Jordan Canahai’s review published on Letterboxd:
I was not surprised to learn early on in The Dead Don't Die, celebrated writer/director Jim Jarmusch's unconventional zombie comedy, that the story is set in Pennsylvania. Where else but the setting of so many films from legendary horror master George Romero, who basically invented the modern zombie movie with 1968's seminal Night of the Living Dead, to set a film that both indulges in and pokes fun at the genre. The story immediately feels familiar as we follow bumbling buddy cops Ronnie (Adam Driver) and Cliff (Bill Murray) confronting a looming environmental crisis that is bringing the dead back to life, like Michael Jackson's Thriller but with less dancing. Having survived the onslaught of zombie pop culture saturation brought on nearly a decade ago with The Walking Dead and all the subsequent parodies that have followed (from forgettable multiplex fare like Zombieland to a hilarious Dave Chappelle skit on SNL), the tongue-in-cheek humor of The Dead Don't Die already feels a little behind the zeitgeist. I mention this because it speaks to the talent of Jarmusch and his first-rate cast that they're able to draw so many laughs out of subject matter that has previously been done to death (no pun intended.)
Despite the horror-comedy genre being a big departure from the early low-budget character studies that Jarmusch made his name with, it's surprising as The Dead Don't Die unfolds to find it's not entirely dissimilar to his early triumphs Down By Law and Stranger Than Paradise.
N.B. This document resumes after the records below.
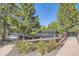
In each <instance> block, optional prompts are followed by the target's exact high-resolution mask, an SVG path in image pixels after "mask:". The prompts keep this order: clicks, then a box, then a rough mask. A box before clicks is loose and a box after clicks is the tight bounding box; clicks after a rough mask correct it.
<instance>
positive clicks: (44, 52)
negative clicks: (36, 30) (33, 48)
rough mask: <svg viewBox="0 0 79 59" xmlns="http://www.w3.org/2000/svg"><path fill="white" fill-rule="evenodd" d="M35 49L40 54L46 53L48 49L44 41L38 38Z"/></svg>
mask: <svg viewBox="0 0 79 59" xmlns="http://www.w3.org/2000/svg"><path fill="white" fill-rule="evenodd" d="M37 46H38V47H37V51H38V52H40V53H41V54H42V55H44V54H45V53H47V51H48V47H47V44H46V42H45V41H43V40H40V41H39V42H38V44H37Z"/></svg>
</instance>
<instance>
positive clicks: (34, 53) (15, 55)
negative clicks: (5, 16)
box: [6, 48, 59, 56]
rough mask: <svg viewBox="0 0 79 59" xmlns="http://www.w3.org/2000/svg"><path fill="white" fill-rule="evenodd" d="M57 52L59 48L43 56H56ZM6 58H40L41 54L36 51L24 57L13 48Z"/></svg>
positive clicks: (15, 49)
mask: <svg viewBox="0 0 79 59" xmlns="http://www.w3.org/2000/svg"><path fill="white" fill-rule="evenodd" d="M58 51H59V48H57V49H55V50H53V51H52V52H50V53H47V54H45V55H43V56H56V54H57V52H58ZM6 56H41V54H40V53H38V52H37V51H33V52H29V53H28V54H26V55H24V54H19V53H18V51H17V50H16V49H15V48H13V49H12V51H10V53H8V54H7V55H6Z"/></svg>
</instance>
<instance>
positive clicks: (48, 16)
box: [35, 3, 79, 26]
mask: <svg viewBox="0 0 79 59" xmlns="http://www.w3.org/2000/svg"><path fill="white" fill-rule="evenodd" d="M76 7H77V8H78V10H79V4H77V5H76ZM35 9H36V15H38V17H39V22H40V24H41V25H43V26H47V25H48V24H49V23H50V22H51V21H55V20H56V18H57V11H58V4H57V3H52V4H51V3H37V4H35Z"/></svg>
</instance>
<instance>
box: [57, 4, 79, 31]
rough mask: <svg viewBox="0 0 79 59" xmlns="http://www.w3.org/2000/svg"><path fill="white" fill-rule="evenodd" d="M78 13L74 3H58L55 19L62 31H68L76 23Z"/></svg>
mask: <svg viewBox="0 0 79 59" xmlns="http://www.w3.org/2000/svg"><path fill="white" fill-rule="evenodd" d="M78 15H79V14H78V10H77V9H76V7H75V4H73V3H71V4H68V3H66V4H64V3H61V4H59V10H58V15H57V19H58V22H59V24H60V26H61V28H62V29H64V31H68V30H69V29H71V28H72V27H74V26H75V25H77V24H78V22H79V21H78V18H79V16H78Z"/></svg>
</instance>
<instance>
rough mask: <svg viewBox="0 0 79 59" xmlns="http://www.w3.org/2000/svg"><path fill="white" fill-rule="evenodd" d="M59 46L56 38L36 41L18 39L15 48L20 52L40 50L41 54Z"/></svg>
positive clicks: (29, 51) (24, 53) (53, 49)
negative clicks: (30, 40) (38, 41)
mask: <svg viewBox="0 0 79 59" xmlns="http://www.w3.org/2000/svg"><path fill="white" fill-rule="evenodd" d="M57 46H58V45H57V42H56V41H54V40H53V41H52V40H49V41H48V42H45V41H43V40H40V41H39V42H36V43H32V42H28V41H25V42H23V41H17V42H16V44H15V48H16V49H17V50H18V52H19V53H23V54H27V53H29V52H31V51H38V52H39V53H41V55H44V54H46V53H48V52H51V51H52V50H54V49H56V48H57Z"/></svg>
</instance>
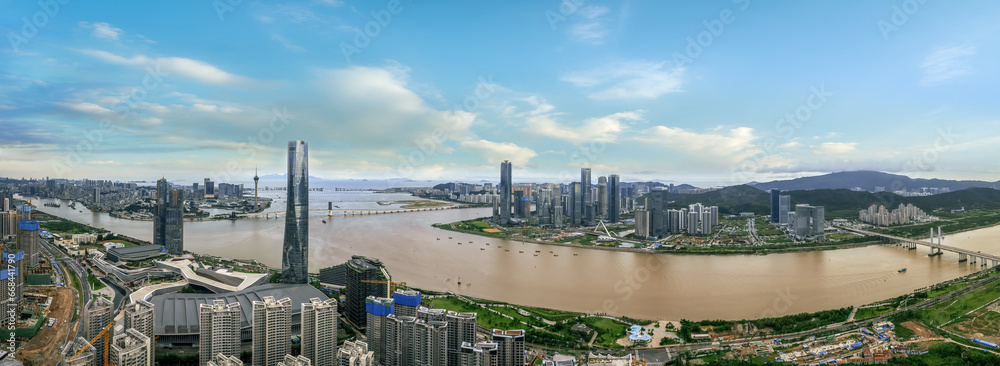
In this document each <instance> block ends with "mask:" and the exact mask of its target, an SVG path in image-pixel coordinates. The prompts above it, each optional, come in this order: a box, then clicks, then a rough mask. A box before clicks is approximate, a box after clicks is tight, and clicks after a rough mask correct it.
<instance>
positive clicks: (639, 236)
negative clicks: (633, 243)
mask: <svg viewBox="0 0 1000 366" xmlns="http://www.w3.org/2000/svg"><path fill="white" fill-rule="evenodd" d="M635 236H638V237H640V238H643V239H645V238H647V237H649V211H646V210H635Z"/></svg>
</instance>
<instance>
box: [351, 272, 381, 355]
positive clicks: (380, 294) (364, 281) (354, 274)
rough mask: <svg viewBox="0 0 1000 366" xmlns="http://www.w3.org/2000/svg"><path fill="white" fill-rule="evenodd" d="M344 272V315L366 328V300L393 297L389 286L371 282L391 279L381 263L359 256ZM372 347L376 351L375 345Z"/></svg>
mask: <svg viewBox="0 0 1000 366" xmlns="http://www.w3.org/2000/svg"><path fill="white" fill-rule="evenodd" d="M344 272H345V276H344V277H345V278H346V287H347V288H346V293H347V301H346V302H345V303H344V305H345V309H344V315H345V317H347V320H348V321H350V322H351V323H353V324H354V325H356V326H358V327H362V328H364V327H366V326H367V325H366V321H367V319H368V317H367V315H366V314H367V313H366V309H365V308H366V306H367V305H366V300H365V299H367V298H368V297H369V296H374V297H383V298H387V297H390V296H391V294H390V293H389V290H390V288H389V284H387V283H376V282H371V281H390V280H391V277H389V272H387V271H386V270H385V266H383V265H382V262H381V261H379V260H378V259H375V258H369V257H362V256H359V255H356V256H353V257H351V260H349V261H347V263H345V271H344ZM371 346H372V348H373V349H374V347H375V345H374V344H371Z"/></svg>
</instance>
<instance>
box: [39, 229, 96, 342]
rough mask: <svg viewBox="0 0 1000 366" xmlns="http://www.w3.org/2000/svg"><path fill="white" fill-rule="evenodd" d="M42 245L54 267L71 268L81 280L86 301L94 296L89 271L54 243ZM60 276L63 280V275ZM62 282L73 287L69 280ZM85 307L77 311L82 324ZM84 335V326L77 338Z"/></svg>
mask: <svg viewBox="0 0 1000 366" xmlns="http://www.w3.org/2000/svg"><path fill="white" fill-rule="evenodd" d="M41 243H42V246H41V247H42V251H43V252H44V253H45V256H46V257H48V258H49V262H50V263H52V264H54V265H56V264H58V265H59V266H60V267H65V268H69V269H71V270H72V271H73V272H74V273H76V277H77V278H78V279H79V280H80V288H81V289H82V291H83V298H84V301H86V299H90V298H91V296H92V295H91V294H90V285H89V284H88V283H87V271H86V270H84V269H83V267H82V266H81V265H80V264H79V263H77V262H76V261H75V260H73V258H70V257H68V256H66V254H65V253H63V251H62V250H59V248H56V247H55V245H52V243H51V242H49V241H48V240H42V241H41ZM59 276H60V278H61V277H62V274H60V275H59ZM61 282H62V283H63V285H64V286H66V287H70V286H72V285H71V284H70V281H69V279H68V278H61ZM85 305H86V304H79V306H77V309H78V310H77V311H78V312H79V313H80V317H79V318H78V320H80V321H81V324H82V321H83V307H84V306H85ZM83 334H84V333H83V326H80V327H77V329H76V335H77V337H83Z"/></svg>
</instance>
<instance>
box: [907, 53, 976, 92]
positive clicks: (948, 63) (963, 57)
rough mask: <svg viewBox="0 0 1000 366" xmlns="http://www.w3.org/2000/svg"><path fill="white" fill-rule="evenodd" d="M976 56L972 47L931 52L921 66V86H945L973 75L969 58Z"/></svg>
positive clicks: (924, 60) (921, 64)
mask: <svg viewBox="0 0 1000 366" xmlns="http://www.w3.org/2000/svg"><path fill="white" fill-rule="evenodd" d="M975 54H976V48H975V47H973V46H971V45H961V46H952V47H940V48H937V49H935V50H934V52H931V54H930V55H928V56H927V57H926V58H924V62H923V63H922V64H921V65H920V69H921V70H922V71H923V76H922V77H921V79H920V85H921V86H933V85H938V84H944V83H947V82H948V81H951V80H954V79H957V78H960V77H962V76H965V75H969V74H971V73H972V67H971V66H970V65H969V58H971V57H972V56H974V55H975Z"/></svg>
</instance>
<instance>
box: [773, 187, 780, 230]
mask: <svg viewBox="0 0 1000 366" xmlns="http://www.w3.org/2000/svg"><path fill="white" fill-rule="evenodd" d="M780 205H781V190H780V189H777V188H772V189H771V222H773V223H775V224H777V223H778V222H779V217H778V216H779V215H778V210H779V209H780V208H779V206H780Z"/></svg>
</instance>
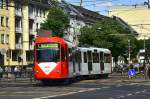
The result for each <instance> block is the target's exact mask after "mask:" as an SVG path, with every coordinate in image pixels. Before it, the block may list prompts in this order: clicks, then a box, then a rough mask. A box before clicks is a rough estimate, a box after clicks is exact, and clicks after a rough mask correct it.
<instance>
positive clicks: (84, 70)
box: [34, 37, 112, 82]
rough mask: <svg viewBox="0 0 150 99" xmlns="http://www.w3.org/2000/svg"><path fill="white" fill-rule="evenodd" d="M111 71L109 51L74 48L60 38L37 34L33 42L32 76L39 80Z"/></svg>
mask: <svg viewBox="0 0 150 99" xmlns="http://www.w3.org/2000/svg"><path fill="white" fill-rule="evenodd" d="M111 72H112V65H111V51H110V50H109V49H105V48H96V47H75V46H73V45H72V44H70V43H68V42H67V41H65V40H64V39H63V38H60V37H37V38H36V39H35V45H34V77H35V79H37V80H41V81H42V82H47V81H50V80H64V79H71V78H76V77H84V76H91V75H103V74H105V75H108V74H110V73H111Z"/></svg>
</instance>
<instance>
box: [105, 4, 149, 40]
mask: <svg viewBox="0 0 150 99" xmlns="http://www.w3.org/2000/svg"><path fill="white" fill-rule="evenodd" d="M108 16H110V17H114V16H115V17H117V18H119V19H121V20H123V21H124V22H125V23H127V24H128V25H129V26H130V27H131V28H133V30H135V31H136V32H137V33H138V36H137V38H138V39H147V38H149V37H150V30H149V28H150V18H149V17H150V9H149V8H148V7H147V6H146V5H143V6H139V5H134V6H114V7H110V8H109V13H108Z"/></svg>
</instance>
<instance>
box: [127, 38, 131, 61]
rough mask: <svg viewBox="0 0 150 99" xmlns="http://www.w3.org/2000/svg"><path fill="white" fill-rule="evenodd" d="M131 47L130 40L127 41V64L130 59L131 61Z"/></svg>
mask: <svg viewBox="0 0 150 99" xmlns="http://www.w3.org/2000/svg"><path fill="white" fill-rule="evenodd" d="M130 47H131V45H130V40H128V48H129V49H128V50H129V63H130V59H131V48H130Z"/></svg>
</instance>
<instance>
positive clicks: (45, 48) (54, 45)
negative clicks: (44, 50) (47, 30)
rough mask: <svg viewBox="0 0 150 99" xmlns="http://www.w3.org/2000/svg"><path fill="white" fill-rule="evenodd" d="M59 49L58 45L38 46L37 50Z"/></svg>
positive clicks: (44, 44) (41, 44)
mask: <svg viewBox="0 0 150 99" xmlns="http://www.w3.org/2000/svg"><path fill="white" fill-rule="evenodd" d="M48 48H58V44H47V43H44V44H37V49H48Z"/></svg>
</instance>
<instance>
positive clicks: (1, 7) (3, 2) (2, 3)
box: [0, 0, 4, 9]
mask: <svg viewBox="0 0 150 99" xmlns="http://www.w3.org/2000/svg"><path fill="white" fill-rule="evenodd" d="M3 3H4V2H3V0H0V6H1V8H2V9H3V8H4V4H3Z"/></svg>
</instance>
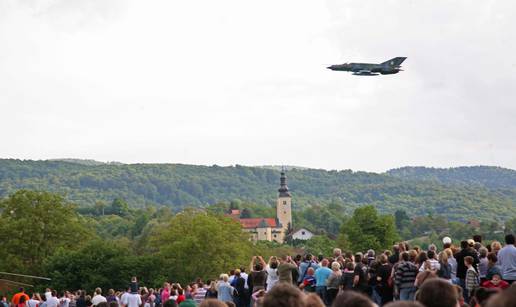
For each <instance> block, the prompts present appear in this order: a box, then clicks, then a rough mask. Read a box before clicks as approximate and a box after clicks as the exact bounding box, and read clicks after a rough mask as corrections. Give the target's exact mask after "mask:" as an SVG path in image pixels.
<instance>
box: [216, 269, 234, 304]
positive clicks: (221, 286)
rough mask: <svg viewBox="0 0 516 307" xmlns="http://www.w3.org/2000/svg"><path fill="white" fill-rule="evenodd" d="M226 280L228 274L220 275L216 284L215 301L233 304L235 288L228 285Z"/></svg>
mask: <svg viewBox="0 0 516 307" xmlns="http://www.w3.org/2000/svg"><path fill="white" fill-rule="evenodd" d="M228 280H229V276H228V274H222V275H220V281H219V282H218V284H217V299H218V300H220V301H223V302H233V294H234V293H235V288H233V286H231V285H230V284H229V282H228Z"/></svg>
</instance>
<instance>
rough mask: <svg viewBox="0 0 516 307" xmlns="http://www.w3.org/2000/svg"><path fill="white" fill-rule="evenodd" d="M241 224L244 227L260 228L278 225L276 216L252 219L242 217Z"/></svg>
mask: <svg viewBox="0 0 516 307" xmlns="http://www.w3.org/2000/svg"><path fill="white" fill-rule="evenodd" d="M239 221H240V224H241V225H242V227H244V228H258V227H262V228H265V227H272V228H274V227H278V224H277V223H276V219H275V218H252V219H240V220H239Z"/></svg>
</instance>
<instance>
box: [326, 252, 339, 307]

It's a straightforward story that is carried by an ensemble cast, and it could be debated that aside from the reanimation of some corpses there's not much of note that happens throughout. Just like its undead subjects, The Dead Don't Die could be described as a film that staggers forward from one joke to the next like an episodic yarn. This directionless nature might bother some, but it serves the atmosphere Jarmusch and his cast have created, which is that of a strange, tonally spooky comedy that sits snuggly between metahumor and self-awareness.
This may grate on some, but one can't deny the combined talent of the cast Jarmusch has assembled for The Dead Don't Die. There's cameos from Jarmusch icons Iggy Pop and Ester Balint, as well as an entertaining turn from regular collaborator RZA as a hilarious but underused "Wu-PS" delivery man. The legendary Tom Waits, one of Jarmusch's favorites, also is present as a forest-dwelling homeless man literally named Hermit, who serves as the story's occasional narrator and greek chorus. This is probably Jarmusch's most accessible film, one senses the stalwart of America's independent film movement had a good laugh watching enormusly popular fare like The Walking Dead and 28 Days Later take itself far too seriously, and relished the opportunity to take aim at them. This is most apparent in Driver's character, a riff on the earnest small town sheriff who feels directly inspired by The Walking Dead, especially in latter scenes as he brandishes a machete and slings end-of-the-world prophecies.
Despite this, I can't help but wish The Dead Don't Die had a little more, excuse me, bite to it. In particular, I found some of Jarmusch's satirical observations about consumer capitalism in the context of a zombie infestation to be especially well-trodden and unoriginal, while some also might say the humor begins to wear out its welcome by the third act. With 20 minutes shaved off its runtime and a little sharper focus on theme, I could see The Dead Don't Die developing a similar cult following as Shaun of the Dead. As it stands, it's ultimately an entertaining-if-slight genre exercise that should unite two seemingly disparate kinds of filmgoers, that being horror fans and Jarmusch admirers, so hey, count me onboard.